Why do witches wear tall pointy hats? You’ve probably never questioned it through years of Harry Potter and Hocus Pocus, but it has to have come from somewhere, right? As it turns out, that hat’s probable origin, like a lot of human history, is pretty racist.
While witches and their aesthetic are pretty trendy these days, that wasn’t always the case. You don’t have to go back too far in history to reach a point where witches were associated with all things vile and despicable – most prominently the Prince of Darkness, Satan himself.
And, going back even further, witches were not the only group to be associated with Satan by the Christian church, either. Another group commonly accused of consorting with the devil during the Middle Ages were Jewish people.
During this time, a version of the ‘satanic panic’ of the 1980s existed in many European Christian countries, though at that time it was Jewish people who were considered the culprits. Starting around the 12th century it was a common belief that Jewish people possessed magical powers gained from deals with the devil.
Jewish people were often accused of murdering Christian children in grisly sacrifices that mocked the Christian Eucharist.
So what does this have to do with pointy hats? Before the more well-known yellow badge that denoted a person was Jewish in the Middle Ages, a type of cap called a judenhut or Jewish hat was often worn to signify someone was Jewish.

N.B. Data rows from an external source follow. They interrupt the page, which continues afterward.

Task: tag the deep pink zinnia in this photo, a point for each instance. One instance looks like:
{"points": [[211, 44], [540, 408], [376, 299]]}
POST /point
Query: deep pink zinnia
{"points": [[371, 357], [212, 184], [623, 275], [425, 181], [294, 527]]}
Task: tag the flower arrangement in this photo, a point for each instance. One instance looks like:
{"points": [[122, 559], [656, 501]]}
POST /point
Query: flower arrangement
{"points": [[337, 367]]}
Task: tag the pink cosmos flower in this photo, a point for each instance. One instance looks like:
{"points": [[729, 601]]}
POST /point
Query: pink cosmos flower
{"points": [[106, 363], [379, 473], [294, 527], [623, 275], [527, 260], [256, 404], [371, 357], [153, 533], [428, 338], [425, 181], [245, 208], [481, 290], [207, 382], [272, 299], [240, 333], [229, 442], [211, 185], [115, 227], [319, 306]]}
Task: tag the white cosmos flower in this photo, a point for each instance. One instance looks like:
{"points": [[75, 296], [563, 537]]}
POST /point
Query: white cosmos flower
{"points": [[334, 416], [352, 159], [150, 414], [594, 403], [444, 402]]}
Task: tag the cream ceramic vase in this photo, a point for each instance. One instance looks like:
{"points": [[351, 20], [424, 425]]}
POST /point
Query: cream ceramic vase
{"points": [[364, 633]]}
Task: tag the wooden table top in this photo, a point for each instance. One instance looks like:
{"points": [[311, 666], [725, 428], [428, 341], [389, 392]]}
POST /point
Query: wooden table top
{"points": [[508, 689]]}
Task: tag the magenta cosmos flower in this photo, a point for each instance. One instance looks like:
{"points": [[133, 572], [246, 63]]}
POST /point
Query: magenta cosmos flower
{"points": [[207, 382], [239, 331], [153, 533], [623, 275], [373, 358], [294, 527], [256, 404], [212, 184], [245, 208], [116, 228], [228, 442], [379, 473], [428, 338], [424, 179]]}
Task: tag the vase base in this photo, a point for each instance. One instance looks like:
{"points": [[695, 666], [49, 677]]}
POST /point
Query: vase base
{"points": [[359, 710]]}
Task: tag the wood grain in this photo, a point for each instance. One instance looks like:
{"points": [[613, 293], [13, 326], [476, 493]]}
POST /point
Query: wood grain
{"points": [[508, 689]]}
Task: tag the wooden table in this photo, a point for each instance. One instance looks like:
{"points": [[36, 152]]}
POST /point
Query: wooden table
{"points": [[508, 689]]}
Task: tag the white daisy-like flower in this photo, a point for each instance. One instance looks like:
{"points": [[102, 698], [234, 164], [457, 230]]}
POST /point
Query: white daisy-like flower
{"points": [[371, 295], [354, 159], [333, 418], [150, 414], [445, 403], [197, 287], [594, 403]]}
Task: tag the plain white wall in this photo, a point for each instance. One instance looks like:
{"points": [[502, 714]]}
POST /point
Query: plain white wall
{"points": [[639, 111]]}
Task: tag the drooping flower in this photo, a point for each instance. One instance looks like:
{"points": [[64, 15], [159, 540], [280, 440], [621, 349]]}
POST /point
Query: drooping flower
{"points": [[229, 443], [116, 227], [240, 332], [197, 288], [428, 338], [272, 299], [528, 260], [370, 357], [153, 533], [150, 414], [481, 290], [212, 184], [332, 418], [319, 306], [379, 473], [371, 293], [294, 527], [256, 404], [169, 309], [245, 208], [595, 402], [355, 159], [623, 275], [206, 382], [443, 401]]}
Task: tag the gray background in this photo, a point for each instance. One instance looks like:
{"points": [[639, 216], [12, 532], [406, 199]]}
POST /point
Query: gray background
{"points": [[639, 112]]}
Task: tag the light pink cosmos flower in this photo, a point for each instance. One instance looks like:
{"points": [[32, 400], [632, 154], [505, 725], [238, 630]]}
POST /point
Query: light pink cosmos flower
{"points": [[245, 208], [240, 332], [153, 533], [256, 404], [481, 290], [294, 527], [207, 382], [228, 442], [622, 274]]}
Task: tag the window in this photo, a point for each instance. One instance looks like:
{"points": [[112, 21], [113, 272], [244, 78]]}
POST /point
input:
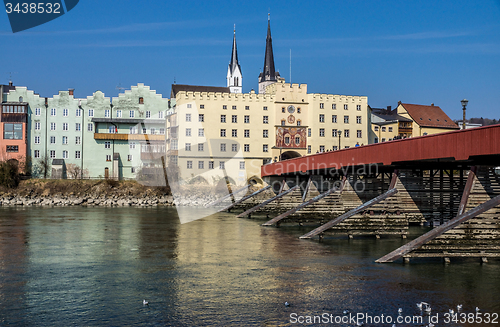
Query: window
{"points": [[12, 148]]}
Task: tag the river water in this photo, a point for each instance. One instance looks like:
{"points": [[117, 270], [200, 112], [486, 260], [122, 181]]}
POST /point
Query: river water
{"points": [[79, 266]]}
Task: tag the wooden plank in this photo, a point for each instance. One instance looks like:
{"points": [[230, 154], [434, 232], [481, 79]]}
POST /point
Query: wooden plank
{"points": [[244, 198], [306, 189], [392, 190], [351, 213], [303, 204], [416, 243], [280, 195], [227, 196]]}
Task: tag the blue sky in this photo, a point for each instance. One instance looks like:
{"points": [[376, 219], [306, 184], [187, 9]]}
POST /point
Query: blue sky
{"points": [[411, 51]]}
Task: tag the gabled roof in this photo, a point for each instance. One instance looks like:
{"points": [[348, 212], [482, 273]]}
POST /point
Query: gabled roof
{"points": [[429, 116], [176, 88]]}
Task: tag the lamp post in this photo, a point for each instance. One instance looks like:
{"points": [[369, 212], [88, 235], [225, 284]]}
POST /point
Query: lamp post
{"points": [[464, 105]]}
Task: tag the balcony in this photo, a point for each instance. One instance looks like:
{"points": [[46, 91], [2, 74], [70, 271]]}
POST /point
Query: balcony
{"points": [[128, 137]]}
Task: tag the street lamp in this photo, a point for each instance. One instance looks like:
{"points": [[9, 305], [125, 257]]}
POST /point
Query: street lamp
{"points": [[464, 104]]}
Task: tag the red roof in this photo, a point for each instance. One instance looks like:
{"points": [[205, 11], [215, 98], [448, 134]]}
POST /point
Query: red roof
{"points": [[429, 116]]}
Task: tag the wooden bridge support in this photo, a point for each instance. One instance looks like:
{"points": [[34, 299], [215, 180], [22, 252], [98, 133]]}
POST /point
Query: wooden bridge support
{"points": [[392, 190], [305, 204], [244, 198]]}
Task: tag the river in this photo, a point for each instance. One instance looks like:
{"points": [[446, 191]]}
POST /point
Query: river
{"points": [[94, 266]]}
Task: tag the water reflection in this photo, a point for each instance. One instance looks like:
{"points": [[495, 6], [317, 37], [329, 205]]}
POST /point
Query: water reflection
{"points": [[94, 266]]}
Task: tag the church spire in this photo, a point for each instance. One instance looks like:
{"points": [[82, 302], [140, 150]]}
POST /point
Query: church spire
{"points": [[234, 77], [269, 74]]}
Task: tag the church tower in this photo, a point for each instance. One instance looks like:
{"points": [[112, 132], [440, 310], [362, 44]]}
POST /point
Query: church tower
{"points": [[269, 75], [234, 77]]}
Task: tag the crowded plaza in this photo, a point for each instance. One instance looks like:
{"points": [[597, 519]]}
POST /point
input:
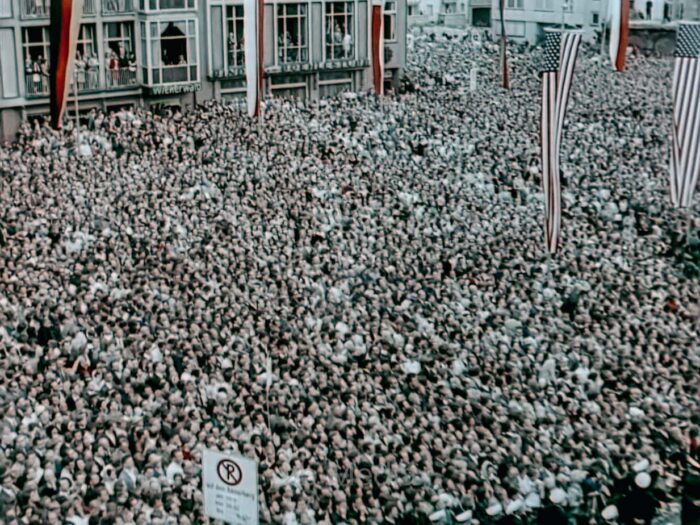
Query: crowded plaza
{"points": [[355, 293]]}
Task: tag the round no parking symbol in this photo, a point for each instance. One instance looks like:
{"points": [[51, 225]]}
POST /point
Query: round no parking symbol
{"points": [[229, 472]]}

[clear] While initially Jewish people brought this fashion with them as they immigrated and wore it with pride, later they were forced to wear the caps to make sure they were distinguishable from the Christian population.

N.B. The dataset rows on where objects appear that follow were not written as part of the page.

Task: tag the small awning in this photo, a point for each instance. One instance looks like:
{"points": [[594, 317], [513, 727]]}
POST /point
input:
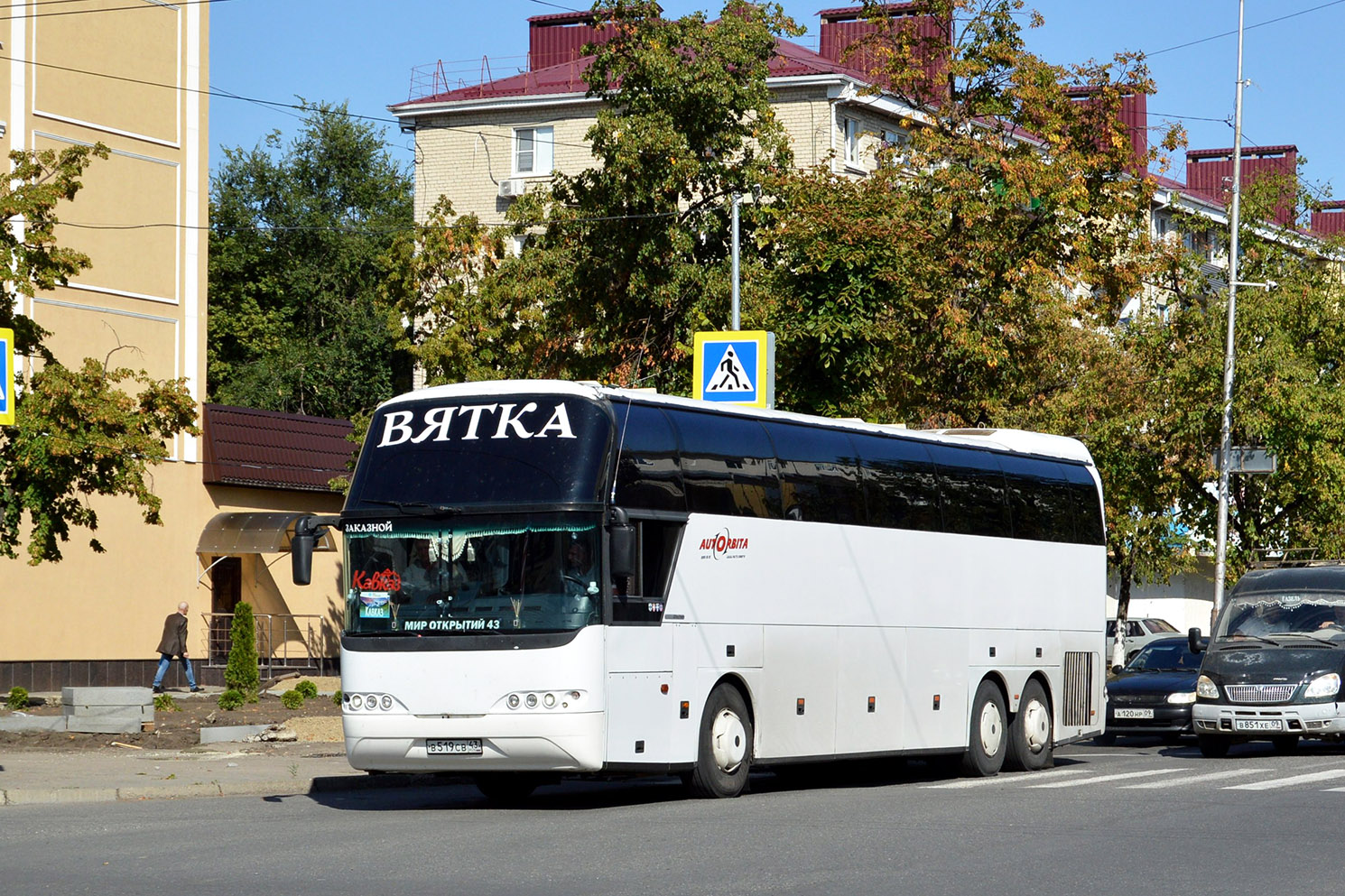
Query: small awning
{"points": [[255, 533]]}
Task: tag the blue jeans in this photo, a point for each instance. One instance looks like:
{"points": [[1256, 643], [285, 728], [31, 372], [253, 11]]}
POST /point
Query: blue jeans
{"points": [[163, 666]]}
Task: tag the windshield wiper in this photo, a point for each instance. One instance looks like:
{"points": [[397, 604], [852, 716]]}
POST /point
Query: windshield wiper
{"points": [[417, 507]]}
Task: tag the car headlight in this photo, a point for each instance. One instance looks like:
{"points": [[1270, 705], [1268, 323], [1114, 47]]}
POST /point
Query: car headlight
{"points": [[1321, 687], [1207, 688]]}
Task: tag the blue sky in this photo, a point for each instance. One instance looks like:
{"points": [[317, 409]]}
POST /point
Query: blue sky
{"points": [[364, 52]]}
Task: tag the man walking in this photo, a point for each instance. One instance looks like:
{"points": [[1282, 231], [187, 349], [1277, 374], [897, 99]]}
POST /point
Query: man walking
{"points": [[173, 643]]}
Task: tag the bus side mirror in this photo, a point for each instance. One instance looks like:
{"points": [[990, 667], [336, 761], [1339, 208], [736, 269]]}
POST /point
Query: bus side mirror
{"points": [[620, 539], [301, 559], [1196, 642]]}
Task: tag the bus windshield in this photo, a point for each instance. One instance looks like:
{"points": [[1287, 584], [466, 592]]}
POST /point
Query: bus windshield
{"points": [[532, 572]]}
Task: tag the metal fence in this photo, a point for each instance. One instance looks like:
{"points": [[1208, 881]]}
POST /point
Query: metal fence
{"points": [[284, 641]]}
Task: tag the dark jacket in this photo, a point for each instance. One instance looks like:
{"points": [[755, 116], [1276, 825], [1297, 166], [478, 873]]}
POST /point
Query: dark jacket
{"points": [[175, 635]]}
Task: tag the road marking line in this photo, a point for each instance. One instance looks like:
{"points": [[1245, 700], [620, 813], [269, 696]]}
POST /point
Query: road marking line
{"points": [[1002, 780], [1099, 780], [1193, 780], [1292, 781]]}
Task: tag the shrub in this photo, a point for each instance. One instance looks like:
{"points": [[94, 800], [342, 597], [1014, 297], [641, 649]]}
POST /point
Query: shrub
{"points": [[232, 698], [291, 700], [242, 673]]}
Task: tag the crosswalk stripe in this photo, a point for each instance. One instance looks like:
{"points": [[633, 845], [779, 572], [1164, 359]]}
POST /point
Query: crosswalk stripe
{"points": [[1001, 780], [1193, 780], [1099, 780], [1292, 781]]}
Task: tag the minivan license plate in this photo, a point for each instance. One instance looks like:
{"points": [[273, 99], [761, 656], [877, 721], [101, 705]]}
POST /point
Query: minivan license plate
{"points": [[1134, 713], [460, 745], [1257, 724]]}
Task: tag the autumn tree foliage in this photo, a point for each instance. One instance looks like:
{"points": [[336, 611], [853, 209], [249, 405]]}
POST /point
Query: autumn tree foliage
{"points": [[93, 428]]}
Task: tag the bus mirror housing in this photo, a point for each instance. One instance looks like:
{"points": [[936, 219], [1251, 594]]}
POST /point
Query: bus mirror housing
{"points": [[620, 536], [301, 559], [1196, 642], [301, 544]]}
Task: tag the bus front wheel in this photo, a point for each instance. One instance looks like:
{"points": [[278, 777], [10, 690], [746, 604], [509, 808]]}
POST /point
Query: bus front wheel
{"points": [[988, 736], [724, 753], [1031, 734]]}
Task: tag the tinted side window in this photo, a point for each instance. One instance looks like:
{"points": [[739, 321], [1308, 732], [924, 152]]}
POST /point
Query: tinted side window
{"points": [[1083, 491], [648, 476], [900, 485], [820, 474], [1039, 499], [728, 465], [973, 490]]}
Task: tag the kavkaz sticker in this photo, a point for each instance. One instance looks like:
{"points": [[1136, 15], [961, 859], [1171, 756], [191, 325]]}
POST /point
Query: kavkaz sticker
{"points": [[724, 547]]}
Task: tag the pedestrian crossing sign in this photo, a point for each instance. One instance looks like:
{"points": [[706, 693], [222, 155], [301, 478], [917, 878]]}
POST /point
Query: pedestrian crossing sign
{"points": [[7, 377], [735, 367]]}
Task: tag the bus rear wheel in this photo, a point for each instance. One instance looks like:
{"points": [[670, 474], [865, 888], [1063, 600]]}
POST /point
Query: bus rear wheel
{"points": [[988, 740], [1031, 732], [724, 753]]}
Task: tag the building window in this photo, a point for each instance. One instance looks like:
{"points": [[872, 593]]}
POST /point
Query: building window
{"points": [[533, 151], [851, 140]]}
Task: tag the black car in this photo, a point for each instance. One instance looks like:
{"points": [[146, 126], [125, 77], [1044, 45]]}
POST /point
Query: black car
{"points": [[1155, 692]]}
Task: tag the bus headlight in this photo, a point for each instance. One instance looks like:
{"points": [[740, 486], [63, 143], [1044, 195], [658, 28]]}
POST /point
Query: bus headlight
{"points": [[1205, 688], [1321, 687]]}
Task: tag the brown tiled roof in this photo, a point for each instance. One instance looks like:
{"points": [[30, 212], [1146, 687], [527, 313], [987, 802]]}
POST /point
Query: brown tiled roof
{"points": [[269, 449]]}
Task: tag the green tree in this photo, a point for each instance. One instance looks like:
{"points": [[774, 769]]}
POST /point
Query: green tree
{"points": [[1289, 392], [296, 317], [79, 430], [242, 673], [936, 290], [628, 257]]}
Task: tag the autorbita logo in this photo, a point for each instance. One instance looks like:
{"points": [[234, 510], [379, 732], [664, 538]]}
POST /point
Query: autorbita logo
{"points": [[724, 547]]}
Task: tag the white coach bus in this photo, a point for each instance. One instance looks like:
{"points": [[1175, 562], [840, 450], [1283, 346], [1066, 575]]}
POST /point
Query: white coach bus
{"points": [[548, 577]]}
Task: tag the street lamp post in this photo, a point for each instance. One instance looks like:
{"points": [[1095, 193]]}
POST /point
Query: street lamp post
{"points": [[1226, 441]]}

The judenhut takes a lot of different forms, some with a skinny peak with a ball on top, but others look almost exactly like the witches hats we know today. So when Jewish people were depicted in medieval art taking part in Satanic rituals, they often wore these pointy hats – sometimes even the devil was depicted in one himself.
Another common artistic motif was a scene of Jewish people being burned alive – again, wearing their pointed hats, and again a scene that is also common to that of witches.
The hats themselves were sometimes seen as demonic in themselves – their Latin name pilleus cornutus or ‘horned skullcap’ directly links the style of hat to the Horned One himself, and horns were one of the easiest shortcuts for depicting something as demonic.
That being said, the pointed hat wasn’t regularly connected to witchcraft until centuries later, but it’s likely that the anti-Semetic imagery that persisted through the centuries was a strong influence on this symbolic choice.